Greene v. Allen

STONE, J.

It is settled in this State, that a purchaser of land has a right to demand a good title. — Cullum v. Br. Bank, 4 Ala. 21; Hunter v. O’Neal, 12 Ala. 37; Parks v. Brooks, 16 Ala. 529; Springle v. Shields, 17 Ala. 296; Thrasher v. Pinckard, 23 Ala. 616.

After breach, a purchaser may either proceed for specific performance, or sue on his bond for title. — Haines v. *221Farley, 2 Porter, 528; Clemens v. Loggins, 1 Ala. 622; Griggs v. Woodruff, 14 Ala. 9.

These citations abundantly prove, that it is the vendor’s duty to acquire a good title, and be prepared to convey to his vendee, whenever, by the terms of the contract, the latter has a right to demand it. — Clemens v. Loggins, 2 Ala.

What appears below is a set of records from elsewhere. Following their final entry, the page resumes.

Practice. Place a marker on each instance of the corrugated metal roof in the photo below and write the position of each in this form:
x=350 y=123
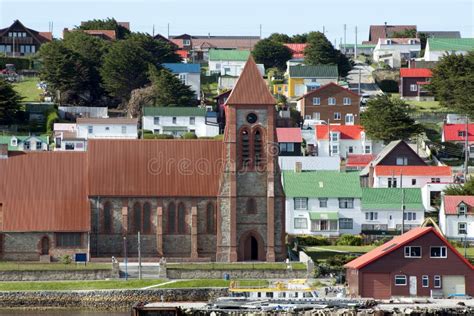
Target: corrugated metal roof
x=317 y=71
x=391 y=198
x=44 y=191
x=250 y=88
x=331 y=184
x=174 y=111
x=178 y=68
x=189 y=168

[2.] No matter how complete an equity Chilton may ■have had in the land in controversy, that was not a compliance with his bond. He had no right to require his vendee, Bruton, to incur the labor and expense of litigation, necessary to divest the legal title out of Driver. Hence, all the proof, tending to show authority in Duren to sell, and ratification of such sale by Driver and Moore, was rightly excluded by the primary court.

[3.] Neither could Greene demand, as a right, that Bruton should withhold the payment of the purchase-money, or himself procure a surrender of the title by Moore to Chilton. The former would probably have exposed him to expensive and unsuccessful litigation; while, by the terms of the contract, the latter duty rested on Greene’s principal. Bruton’s agreement to visit Moore, and endeavor to obtain a surrender of the title, was a promise without consideration, and Greene can claim nothing for its breach.

[4.] We have some decisions which hold, that where a purchaser proceeds in equity for a rescission of a contract for a sale of land, on account of defective title, he must account for rents and profits, if any have accrued to him. See Walton v. Bonham, 24 Ala. 513; Young v. Harris, 2 Ala.; Williams v. Mitchell’s Adm’r, 30 Ala. 299. But we know of no case in which this doctrine has been applied to a suit at law on a bond for title, where the breach alleged is the failure of the vendor’s title. If a vendor in such case could recoup, his vendee might be liable to a double recovery: first to Ms vendor, and secondly to the true owner of the land. Moreover, such recoupment might operate a direct pecuniary benefit to a fraudulent vendor, who would thus speculate on his own *222tortius acts. We prefer not to enlarge a principle, which rests on a foundation so questionable.

[5.] The only remaining question is the admissibility of the proceedings in the chancery suit by Bruton v. Greene and others, relating to this transaction. We cannot perceive the necessity of this evidence — nor is its materiality apparent. We have seen that the purchaser was under no obligation to perfect his vendor’s title; and it follows that proof by him of an unsuccessful attempt to do so, was simply an act of supererogation. We are satisfied, however, that this evidence could not possibly have injured the defendant. It was, at most, error without injury.

The judgment of the circuit court is affirmed.

Rice, O. J., and Waleeb, J., not sitting.